Unequal access to medical care is another injustice. The current measures in the United States to resolve these injustices are, at best, temporary fixes. At worst, these measures may lead more people to life at the bottom of a three-tiered system of: sufficient insurance coverage and resources, some insurance with insufficient coverage given personal resources, and no insurance.
This is why the current public debate on the so-called “Medicare for All” deserves our attention, regardless of your political beliefs. The fight for health care coverage that is more than sick care coverage is a fight for every person, not just those in need.
When physician organizations remind us that the US system of health care does not work to keep people healthy, we must recognize that warning as a sign of deep injustice.
Some combat the injustice through using and spreading the word about cooperatives, community garden use, healthy foods, habits to stay healthy, and the importance of community clinics for regular care to avoid emergency room use.
Modern injustices often overlap. In one case, the presence of food deserts in urban areas can be seen both as a case of racism, economic injustice, and health care injustice. Having a food co-op in a former urban food desert is one way to fight injustice and to bring out much needed transformation.
Cell phone video and the public recording now expose other injustices such as police brutality more frequently. What can be replayed on video allows everyone to judge what happened.
This has changed how some perceive and accept police authority. There is a shift from the benevolent, protective role of the police officer to one of attacker. Each step of potential justice served starts to re-build the reputation of the police as benevolent protectors for all.
However, a purging and transformation of injustice comes when we each face our own biases head-on, without ignoring what is around us or pretending that things will get better without our acknowledgement or interference.
We live in a time that is not unlike an itch that is scratched so hard the skin bleeds. Our skin needs time to heal; and continued trauma will only make things worse or keep the pain at a constant level.
As individuals, we have the choice to scratch until we bleed and keep scratching, or we can choose to clean our wounds and stop scratching.
Purging injustice is much like gardening. If we brush up against a plant that causes the itching, we can wash the skin and wear protective clothing. This allows us to exist with the plant as we make our next decisions.
Then, we can decide to kill the plant as a weed, relocate the plant to an area where contact is less harmful, or block it off so that everyone knows not to go near the plant.
We can grow a different, healthier version of the plant that will bring balance to the overall garden.

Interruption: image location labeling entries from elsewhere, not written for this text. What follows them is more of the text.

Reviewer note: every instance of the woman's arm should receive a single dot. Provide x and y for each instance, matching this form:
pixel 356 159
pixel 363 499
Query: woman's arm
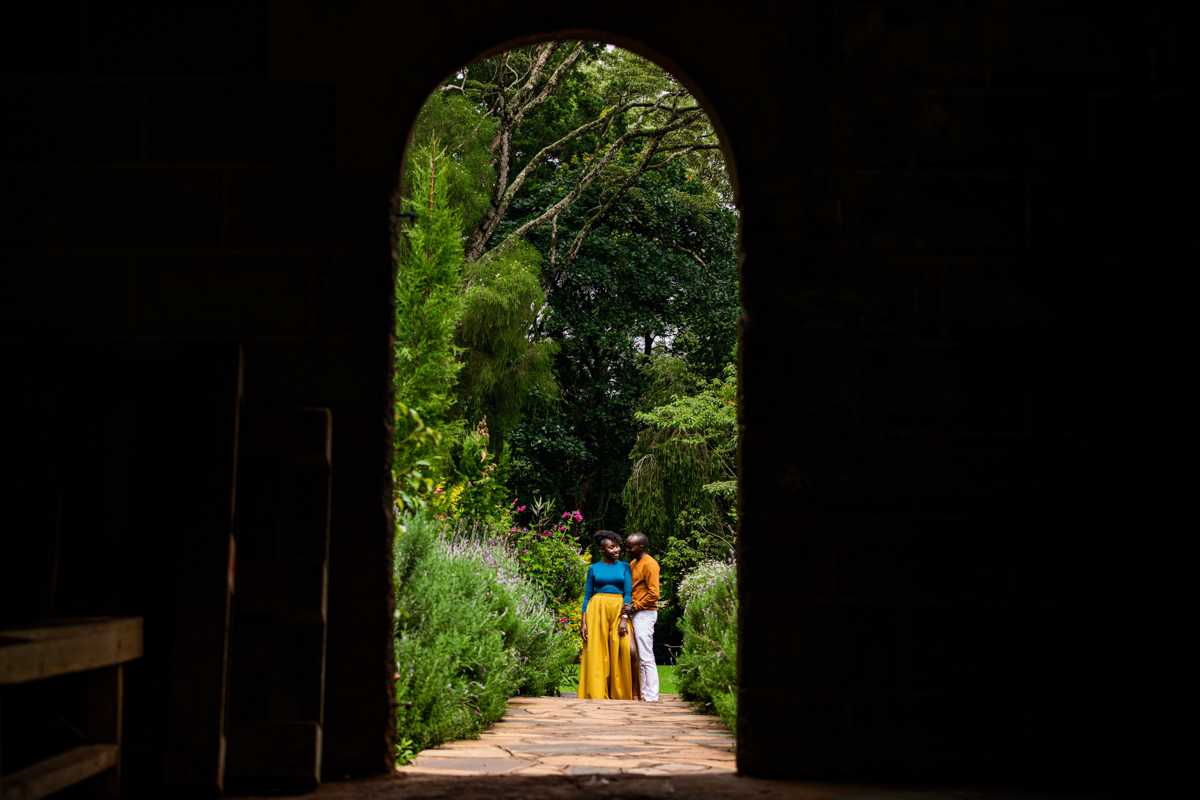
pixel 588 590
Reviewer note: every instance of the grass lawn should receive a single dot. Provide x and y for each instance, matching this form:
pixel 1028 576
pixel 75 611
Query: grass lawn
pixel 667 684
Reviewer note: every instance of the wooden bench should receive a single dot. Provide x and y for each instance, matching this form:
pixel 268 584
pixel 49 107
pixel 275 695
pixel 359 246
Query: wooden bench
pixel 55 648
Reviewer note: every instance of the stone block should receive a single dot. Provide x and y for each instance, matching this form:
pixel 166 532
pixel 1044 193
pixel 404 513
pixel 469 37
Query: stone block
pixel 1069 46
pixel 1176 64
pixel 871 557
pixel 981 648
pixel 840 647
pixel 881 44
pixel 1145 390
pixel 959 559
pixel 102 208
pixel 988 301
pixel 843 298
pixel 911 738
pixel 942 216
pixel 25 196
pixel 60 295
pixel 237 121
pixel 817 729
pixel 223 295
pixel 147 38
pixel 42 38
pixel 51 116
pixel 1144 133
pixel 1113 216
pixel 307 209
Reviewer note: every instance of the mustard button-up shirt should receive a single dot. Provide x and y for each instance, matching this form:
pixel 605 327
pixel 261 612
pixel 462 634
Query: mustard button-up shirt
pixel 646 583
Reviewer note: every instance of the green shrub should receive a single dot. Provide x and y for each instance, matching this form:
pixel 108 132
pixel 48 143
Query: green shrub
pixel 471 632
pixel 707 667
pixel 552 560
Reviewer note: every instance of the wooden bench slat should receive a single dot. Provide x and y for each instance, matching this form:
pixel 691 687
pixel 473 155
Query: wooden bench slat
pixel 36 653
pixel 58 773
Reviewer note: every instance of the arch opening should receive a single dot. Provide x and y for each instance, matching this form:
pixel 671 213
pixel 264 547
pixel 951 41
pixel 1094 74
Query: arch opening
pixel 587 200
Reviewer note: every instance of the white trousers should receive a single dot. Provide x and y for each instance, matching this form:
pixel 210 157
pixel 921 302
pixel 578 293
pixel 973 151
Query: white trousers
pixel 643 632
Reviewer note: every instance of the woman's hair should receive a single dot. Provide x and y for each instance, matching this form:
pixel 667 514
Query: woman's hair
pixel 600 535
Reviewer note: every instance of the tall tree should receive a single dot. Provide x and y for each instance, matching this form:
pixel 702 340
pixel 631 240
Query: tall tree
pixel 429 256
pixel 600 163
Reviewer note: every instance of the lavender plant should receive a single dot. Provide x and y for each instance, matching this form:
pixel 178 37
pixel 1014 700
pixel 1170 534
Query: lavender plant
pixel 707 666
pixel 471 631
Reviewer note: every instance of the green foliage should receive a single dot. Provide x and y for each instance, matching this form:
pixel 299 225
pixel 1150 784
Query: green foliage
pixel 549 459
pixel 469 632
pixel 551 559
pixel 465 133
pixel 707 667
pixel 683 479
pixel 429 259
pixel 483 494
pixel 505 361
pixel 637 253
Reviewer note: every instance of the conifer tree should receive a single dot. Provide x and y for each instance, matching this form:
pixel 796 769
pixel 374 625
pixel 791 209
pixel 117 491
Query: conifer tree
pixel 429 302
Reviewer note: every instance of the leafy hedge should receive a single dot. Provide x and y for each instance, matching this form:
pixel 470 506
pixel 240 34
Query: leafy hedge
pixel 471 632
pixel 707 667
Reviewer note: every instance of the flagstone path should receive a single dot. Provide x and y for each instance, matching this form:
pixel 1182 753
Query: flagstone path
pixel 563 735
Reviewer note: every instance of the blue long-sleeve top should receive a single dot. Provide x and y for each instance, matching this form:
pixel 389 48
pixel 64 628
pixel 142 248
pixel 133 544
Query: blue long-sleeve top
pixel 610 579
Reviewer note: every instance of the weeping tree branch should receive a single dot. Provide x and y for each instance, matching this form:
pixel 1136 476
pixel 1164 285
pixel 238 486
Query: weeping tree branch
pixel 642 168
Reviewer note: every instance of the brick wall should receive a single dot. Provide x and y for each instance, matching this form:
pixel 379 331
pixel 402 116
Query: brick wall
pixel 969 354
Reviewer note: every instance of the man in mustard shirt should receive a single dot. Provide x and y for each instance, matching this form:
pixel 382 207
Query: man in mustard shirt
pixel 643 611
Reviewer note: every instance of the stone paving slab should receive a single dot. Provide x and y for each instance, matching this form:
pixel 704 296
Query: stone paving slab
pixel 569 737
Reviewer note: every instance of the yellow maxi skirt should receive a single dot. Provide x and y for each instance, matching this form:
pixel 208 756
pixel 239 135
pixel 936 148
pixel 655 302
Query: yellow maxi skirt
pixel 606 665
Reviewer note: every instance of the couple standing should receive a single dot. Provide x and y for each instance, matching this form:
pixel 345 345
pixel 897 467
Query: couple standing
pixel 618 596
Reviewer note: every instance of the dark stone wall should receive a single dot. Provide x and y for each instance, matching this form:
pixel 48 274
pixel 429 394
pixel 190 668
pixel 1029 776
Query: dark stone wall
pixel 969 359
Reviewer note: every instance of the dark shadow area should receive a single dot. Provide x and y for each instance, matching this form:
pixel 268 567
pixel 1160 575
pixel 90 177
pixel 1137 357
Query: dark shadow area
pixel 967 362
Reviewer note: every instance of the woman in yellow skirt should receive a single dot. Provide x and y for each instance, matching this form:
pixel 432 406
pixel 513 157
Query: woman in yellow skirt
pixel 606 666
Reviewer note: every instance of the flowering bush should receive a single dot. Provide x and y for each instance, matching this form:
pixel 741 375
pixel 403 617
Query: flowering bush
pixel 707 667
pixel 701 579
pixel 471 631
pixel 551 559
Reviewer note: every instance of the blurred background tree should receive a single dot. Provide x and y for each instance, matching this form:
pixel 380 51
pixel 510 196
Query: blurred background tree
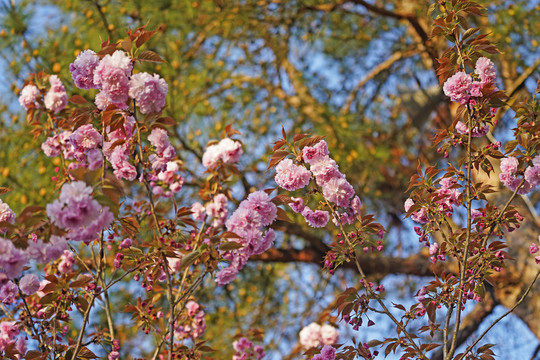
pixel 362 73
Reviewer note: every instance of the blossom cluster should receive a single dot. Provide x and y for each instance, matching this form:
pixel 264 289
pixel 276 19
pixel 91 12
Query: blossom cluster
pixel 77 211
pixel 55 99
pixel 113 76
pixel 165 170
pixel 315 335
pixel 253 213
pixel 246 350
pixel 117 149
pixel 226 151
pixel 464 89
pixel 461 87
pixel 13 260
pixel 510 178
pixel 327 353
pixel 335 187
pixel 195 324
pixel 216 209
pixel 8 337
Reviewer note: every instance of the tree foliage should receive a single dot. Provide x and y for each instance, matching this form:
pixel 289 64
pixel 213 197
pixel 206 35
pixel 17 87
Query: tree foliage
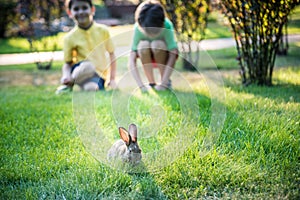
pixel 258 29
pixel 190 20
pixel 7 13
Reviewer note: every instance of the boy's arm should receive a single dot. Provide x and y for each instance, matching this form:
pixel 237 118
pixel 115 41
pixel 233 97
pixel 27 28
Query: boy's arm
pixel 134 71
pixel 113 67
pixel 169 69
pixel 66 74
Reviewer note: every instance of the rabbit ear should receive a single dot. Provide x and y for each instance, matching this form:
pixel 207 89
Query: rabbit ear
pixel 133 132
pixel 125 135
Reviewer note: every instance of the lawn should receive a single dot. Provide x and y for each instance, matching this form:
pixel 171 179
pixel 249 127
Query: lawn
pixel 208 138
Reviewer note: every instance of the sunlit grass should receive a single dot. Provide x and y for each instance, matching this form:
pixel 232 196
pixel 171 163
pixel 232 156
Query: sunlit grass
pixel 256 156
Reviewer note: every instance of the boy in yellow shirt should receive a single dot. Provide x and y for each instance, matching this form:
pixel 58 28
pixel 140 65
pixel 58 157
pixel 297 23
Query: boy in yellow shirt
pixel 84 51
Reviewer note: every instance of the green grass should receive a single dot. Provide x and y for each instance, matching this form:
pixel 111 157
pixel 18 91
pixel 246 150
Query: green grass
pixel 43 154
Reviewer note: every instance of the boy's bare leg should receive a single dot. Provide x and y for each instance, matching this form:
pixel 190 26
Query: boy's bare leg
pixel 84 71
pixel 144 53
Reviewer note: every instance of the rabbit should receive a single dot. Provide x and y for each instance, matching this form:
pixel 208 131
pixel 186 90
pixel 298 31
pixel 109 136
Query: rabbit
pixel 126 149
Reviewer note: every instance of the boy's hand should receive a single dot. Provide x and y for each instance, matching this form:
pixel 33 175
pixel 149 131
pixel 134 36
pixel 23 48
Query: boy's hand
pixel 66 81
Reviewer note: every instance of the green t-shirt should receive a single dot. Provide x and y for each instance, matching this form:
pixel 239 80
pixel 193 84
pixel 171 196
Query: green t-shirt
pixel 167 35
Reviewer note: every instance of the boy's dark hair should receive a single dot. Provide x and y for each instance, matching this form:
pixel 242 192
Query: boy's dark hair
pixel 151 17
pixel 69 3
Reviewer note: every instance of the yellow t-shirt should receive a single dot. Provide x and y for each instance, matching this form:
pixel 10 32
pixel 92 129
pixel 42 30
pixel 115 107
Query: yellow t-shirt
pixel 91 44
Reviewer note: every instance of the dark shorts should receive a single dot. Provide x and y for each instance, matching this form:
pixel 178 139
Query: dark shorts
pixel 153 61
pixel 96 78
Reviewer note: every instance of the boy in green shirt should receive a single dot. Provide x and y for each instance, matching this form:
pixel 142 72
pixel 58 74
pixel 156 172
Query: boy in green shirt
pixel 154 43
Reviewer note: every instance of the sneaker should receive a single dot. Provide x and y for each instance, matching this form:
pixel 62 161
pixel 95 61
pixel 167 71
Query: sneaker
pixel 63 89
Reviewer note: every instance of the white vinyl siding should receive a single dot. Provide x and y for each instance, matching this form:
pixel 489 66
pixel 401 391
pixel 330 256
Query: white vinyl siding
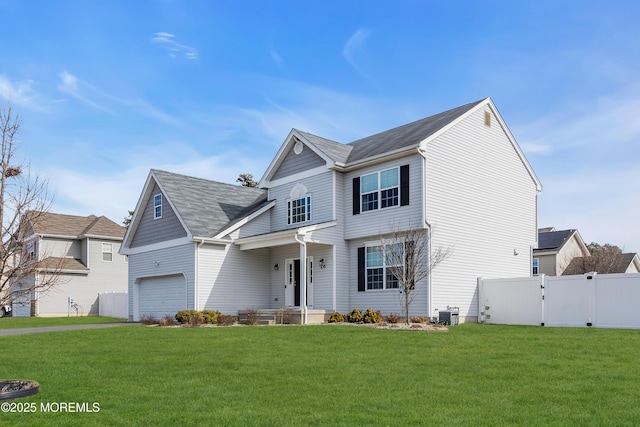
pixel 481 202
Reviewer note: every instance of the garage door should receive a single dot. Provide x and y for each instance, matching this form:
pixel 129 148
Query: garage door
pixel 161 296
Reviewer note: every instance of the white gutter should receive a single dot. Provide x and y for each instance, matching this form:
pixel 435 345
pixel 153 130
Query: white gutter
pixel 303 275
pixel 423 154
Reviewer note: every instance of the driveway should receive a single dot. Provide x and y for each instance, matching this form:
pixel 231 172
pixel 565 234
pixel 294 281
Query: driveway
pixel 22 331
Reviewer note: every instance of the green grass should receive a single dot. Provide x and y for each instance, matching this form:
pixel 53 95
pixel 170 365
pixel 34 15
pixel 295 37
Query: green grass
pixel 474 375
pixel 36 322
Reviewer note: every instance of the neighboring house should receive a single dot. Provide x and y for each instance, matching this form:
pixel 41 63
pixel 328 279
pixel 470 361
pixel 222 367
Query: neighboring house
pixel 83 254
pixel 320 214
pixel 555 251
pixel 627 263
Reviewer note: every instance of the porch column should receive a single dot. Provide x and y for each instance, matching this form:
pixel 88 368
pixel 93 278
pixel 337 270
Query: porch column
pixel 303 275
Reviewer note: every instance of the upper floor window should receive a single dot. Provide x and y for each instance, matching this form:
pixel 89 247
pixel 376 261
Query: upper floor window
pixel 299 210
pixel 107 252
pixel 299 205
pixel 379 190
pixel 157 206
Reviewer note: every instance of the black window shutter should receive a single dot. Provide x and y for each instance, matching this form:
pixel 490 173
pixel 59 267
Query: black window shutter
pixel 404 185
pixel 356 196
pixel 362 271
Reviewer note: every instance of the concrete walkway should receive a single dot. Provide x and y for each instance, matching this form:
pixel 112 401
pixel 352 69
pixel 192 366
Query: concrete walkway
pixel 23 331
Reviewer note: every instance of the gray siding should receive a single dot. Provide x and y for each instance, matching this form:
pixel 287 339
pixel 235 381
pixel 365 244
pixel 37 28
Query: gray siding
pixel 151 230
pixel 230 280
pixel 384 220
pixel 319 186
pixel 481 201
pixel 83 288
pixel 294 163
pixel 170 261
pixel 385 300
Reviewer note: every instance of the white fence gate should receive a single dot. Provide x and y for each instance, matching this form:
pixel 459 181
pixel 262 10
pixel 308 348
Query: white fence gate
pixel 598 300
pixel 114 304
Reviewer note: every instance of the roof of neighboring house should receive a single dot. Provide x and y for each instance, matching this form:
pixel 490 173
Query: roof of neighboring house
pixel 63 264
pixel 206 207
pixel 553 240
pixel 77 226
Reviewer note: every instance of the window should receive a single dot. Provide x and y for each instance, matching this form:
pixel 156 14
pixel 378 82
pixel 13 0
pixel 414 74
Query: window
pixel 157 206
pixel 107 252
pixel 378 260
pixel 379 190
pixel 299 210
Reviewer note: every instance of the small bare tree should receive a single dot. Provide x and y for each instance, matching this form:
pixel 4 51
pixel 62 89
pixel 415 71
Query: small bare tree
pixel 410 259
pixel 24 202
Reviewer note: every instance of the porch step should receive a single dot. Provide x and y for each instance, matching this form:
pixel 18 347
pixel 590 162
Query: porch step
pixel 258 317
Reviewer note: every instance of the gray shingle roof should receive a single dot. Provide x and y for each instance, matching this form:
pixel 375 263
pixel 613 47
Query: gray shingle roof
pixel 553 239
pixel 206 206
pixel 404 136
pixel 72 225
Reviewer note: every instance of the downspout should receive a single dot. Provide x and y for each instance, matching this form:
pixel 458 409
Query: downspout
pixel 303 276
pixel 423 154
pixel 195 275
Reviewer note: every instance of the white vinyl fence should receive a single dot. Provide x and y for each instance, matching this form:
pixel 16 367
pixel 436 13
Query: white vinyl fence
pixel 597 300
pixel 114 304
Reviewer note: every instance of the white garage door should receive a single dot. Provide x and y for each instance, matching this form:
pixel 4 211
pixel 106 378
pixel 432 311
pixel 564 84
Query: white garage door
pixel 161 296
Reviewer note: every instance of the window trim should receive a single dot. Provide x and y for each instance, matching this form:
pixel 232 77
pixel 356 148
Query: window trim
pixel 384 267
pixel 108 252
pixel 307 207
pixel 156 206
pixel 379 190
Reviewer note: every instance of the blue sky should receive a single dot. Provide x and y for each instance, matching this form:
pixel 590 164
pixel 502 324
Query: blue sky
pixel 109 89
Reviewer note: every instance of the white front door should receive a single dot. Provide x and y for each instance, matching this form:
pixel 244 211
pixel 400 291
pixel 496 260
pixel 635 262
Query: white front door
pixel 292 292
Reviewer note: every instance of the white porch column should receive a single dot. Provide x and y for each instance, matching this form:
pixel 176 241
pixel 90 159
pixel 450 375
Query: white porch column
pixel 303 275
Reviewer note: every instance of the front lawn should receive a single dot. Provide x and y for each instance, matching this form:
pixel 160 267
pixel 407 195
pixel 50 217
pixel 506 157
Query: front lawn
pixel 473 375
pixel 36 322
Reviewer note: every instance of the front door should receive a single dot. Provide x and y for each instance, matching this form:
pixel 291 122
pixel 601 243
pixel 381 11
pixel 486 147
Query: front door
pixel 296 282
pixel 293 290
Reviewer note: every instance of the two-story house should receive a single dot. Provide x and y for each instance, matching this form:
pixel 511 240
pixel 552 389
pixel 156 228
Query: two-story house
pixel 309 237
pixel 81 252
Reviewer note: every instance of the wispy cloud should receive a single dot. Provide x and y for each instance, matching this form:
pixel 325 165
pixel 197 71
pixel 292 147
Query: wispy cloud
pixel 354 47
pixel 23 94
pixel 167 41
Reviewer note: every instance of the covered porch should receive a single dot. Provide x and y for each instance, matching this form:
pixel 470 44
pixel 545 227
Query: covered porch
pixel 302 277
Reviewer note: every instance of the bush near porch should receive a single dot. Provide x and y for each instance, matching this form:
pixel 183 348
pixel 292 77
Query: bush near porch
pixel 324 375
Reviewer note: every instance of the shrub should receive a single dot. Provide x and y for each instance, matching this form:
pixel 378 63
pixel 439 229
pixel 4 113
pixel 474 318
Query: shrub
pixel 167 320
pixel 371 316
pixel 252 317
pixel 210 316
pixel 148 319
pixel 227 320
pixel 355 316
pixel 393 318
pixel 336 318
pixel 419 319
pixel 183 316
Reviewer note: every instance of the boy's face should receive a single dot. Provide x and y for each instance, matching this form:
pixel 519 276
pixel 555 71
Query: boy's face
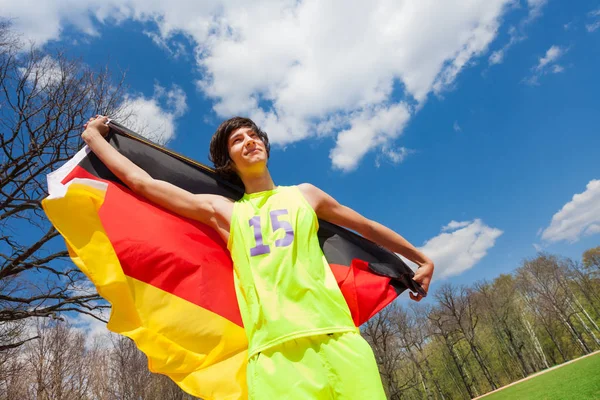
pixel 247 150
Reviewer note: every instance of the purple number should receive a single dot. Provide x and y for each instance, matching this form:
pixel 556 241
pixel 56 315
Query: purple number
pixel 260 247
pixel 276 224
pixel 286 226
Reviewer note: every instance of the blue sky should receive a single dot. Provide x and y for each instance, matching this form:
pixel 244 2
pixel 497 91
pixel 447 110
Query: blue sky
pixel 415 115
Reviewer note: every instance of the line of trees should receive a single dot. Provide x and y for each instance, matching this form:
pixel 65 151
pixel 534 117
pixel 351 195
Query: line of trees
pixel 474 339
pixel 481 337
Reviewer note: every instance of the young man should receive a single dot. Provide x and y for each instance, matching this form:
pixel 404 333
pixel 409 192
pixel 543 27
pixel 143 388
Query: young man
pixel 302 341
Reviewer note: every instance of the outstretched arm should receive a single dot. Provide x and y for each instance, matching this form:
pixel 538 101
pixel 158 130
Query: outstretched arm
pixel 327 208
pixel 212 210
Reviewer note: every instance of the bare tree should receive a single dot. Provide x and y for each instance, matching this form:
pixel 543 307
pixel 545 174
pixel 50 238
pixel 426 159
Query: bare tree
pixel 591 259
pixel 381 332
pixel 502 313
pixel 44 100
pixel 542 282
pixel 459 306
pixel 446 330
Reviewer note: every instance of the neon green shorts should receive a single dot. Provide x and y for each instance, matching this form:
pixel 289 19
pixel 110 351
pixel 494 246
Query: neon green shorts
pixel 333 366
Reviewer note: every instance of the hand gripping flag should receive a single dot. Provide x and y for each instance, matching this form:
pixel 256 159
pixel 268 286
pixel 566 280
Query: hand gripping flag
pixel 170 279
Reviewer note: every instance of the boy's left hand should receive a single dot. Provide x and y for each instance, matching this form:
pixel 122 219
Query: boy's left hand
pixel 423 278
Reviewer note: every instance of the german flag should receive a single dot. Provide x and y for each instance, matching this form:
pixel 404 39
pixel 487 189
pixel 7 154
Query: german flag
pixel 170 279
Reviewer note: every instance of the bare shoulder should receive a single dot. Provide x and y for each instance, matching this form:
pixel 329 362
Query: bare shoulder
pixel 221 206
pixel 313 195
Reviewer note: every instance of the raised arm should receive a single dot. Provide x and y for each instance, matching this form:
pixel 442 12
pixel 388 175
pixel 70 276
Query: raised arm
pixel 212 210
pixel 327 208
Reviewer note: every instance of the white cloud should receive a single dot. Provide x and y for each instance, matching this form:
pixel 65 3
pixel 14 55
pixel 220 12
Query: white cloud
pixel 516 36
pixel 152 119
pixel 460 246
pixel 595 24
pixel 368 129
pixel 300 66
pixel 455 225
pixel 552 54
pixel 547 64
pixel 579 217
pixel 45 72
pixel 535 8
pixel 516 33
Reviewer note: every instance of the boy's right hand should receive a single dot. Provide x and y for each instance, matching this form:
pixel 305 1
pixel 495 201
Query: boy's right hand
pixel 95 125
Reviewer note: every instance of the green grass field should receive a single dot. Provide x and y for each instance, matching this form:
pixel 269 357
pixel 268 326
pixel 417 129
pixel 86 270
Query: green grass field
pixel 579 380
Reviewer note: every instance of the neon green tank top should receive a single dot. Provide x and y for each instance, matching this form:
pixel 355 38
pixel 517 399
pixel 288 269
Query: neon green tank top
pixel 285 288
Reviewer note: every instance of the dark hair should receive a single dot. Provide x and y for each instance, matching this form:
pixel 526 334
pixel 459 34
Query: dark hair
pixel 219 154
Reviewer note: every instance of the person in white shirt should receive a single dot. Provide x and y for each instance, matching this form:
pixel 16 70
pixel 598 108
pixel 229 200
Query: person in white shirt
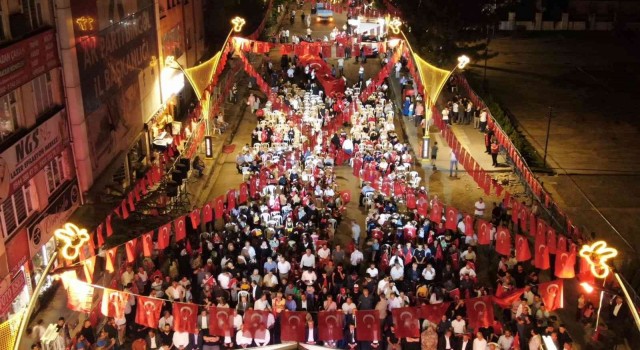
pixel 372 271
pixel 308 260
pixel 505 341
pixel 180 340
pixel 479 208
pixel 429 273
pixel 459 326
pixel 283 267
pixel 397 272
pixel 356 258
pixel 479 343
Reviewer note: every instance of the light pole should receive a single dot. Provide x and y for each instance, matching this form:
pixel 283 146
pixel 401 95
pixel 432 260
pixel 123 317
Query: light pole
pixel 546 141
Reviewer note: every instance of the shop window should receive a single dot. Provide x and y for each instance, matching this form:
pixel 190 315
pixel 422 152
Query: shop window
pixel 42 93
pixel 32 9
pixel 16 210
pixel 9 113
pixel 55 174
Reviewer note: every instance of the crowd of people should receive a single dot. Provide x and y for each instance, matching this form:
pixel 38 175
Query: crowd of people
pixel 278 250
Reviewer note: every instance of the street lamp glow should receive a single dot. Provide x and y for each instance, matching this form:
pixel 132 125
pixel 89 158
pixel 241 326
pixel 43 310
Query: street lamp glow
pixel 238 23
pixel 394 25
pixel 463 61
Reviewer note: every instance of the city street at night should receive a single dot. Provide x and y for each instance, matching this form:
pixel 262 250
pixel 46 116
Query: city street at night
pixel 348 174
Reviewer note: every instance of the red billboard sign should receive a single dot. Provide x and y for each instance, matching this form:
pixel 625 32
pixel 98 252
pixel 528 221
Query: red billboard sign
pixel 27 59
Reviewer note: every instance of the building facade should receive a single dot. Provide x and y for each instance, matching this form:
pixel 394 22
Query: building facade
pixel 84 89
pixel 37 172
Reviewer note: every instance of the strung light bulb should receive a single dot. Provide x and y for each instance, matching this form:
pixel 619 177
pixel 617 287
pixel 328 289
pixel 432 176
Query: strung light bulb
pixel 238 23
pixel 463 61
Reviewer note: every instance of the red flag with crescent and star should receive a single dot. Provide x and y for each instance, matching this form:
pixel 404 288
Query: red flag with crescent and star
pixel 480 312
pixel 565 264
pixel 468 225
pixel 452 219
pixel 255 323
pixel 523 253
pixel 164 236
pixel 185 317
pixel 433 312
pixel 541 258
pixel 552 294
pixel 368 325
pixel 407 322
pixel 503 241
pixel 148 311
pixel 292 325
pixel 484 232
pixel 330 325
pixel 147 244
pixel 221 321
pixel 113 302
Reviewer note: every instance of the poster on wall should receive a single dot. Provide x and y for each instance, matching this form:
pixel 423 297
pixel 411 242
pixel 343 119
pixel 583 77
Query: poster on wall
pixel 25 158
pixel 117 48
pixel 54 217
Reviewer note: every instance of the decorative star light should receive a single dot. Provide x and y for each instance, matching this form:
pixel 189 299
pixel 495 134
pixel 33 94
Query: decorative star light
pixel 596 256
pixel 85 23
pixel 463 61
pixel 238 23
pixel 72 238
pixel 394 25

Injustice can follow a similar path. Larger areas of needed transformation and purification will require more interaction between groups and individuals, yet each of us can contribute daily to addressing injustices within our own sphere of influence like confronting bigotry and discrimination, as well as food, health, and economic injustice. The voices of many are stronger when we act together.
But the first step to acting is to see and acknowledge what is around us. Where are we overlooking or ignoring what is out of balance around us?
They can be hard to see. Our neighbors may be living with food insecurity, lack of medical coverage or even fear at disclosing their faith. They may be suffering from heat or drought brought on by a changing climate, an injustice that may be the hardest of all to change.
Nevertheless, we have the opportunity to transform, to purify, and to purge injustices around us. Without a healthy and stable planet, addressing the other injustices will mean little.
We live as a society on one planet. During this sabbat, as we celebrate abundance, let’s fuel our will to fight injustices on all.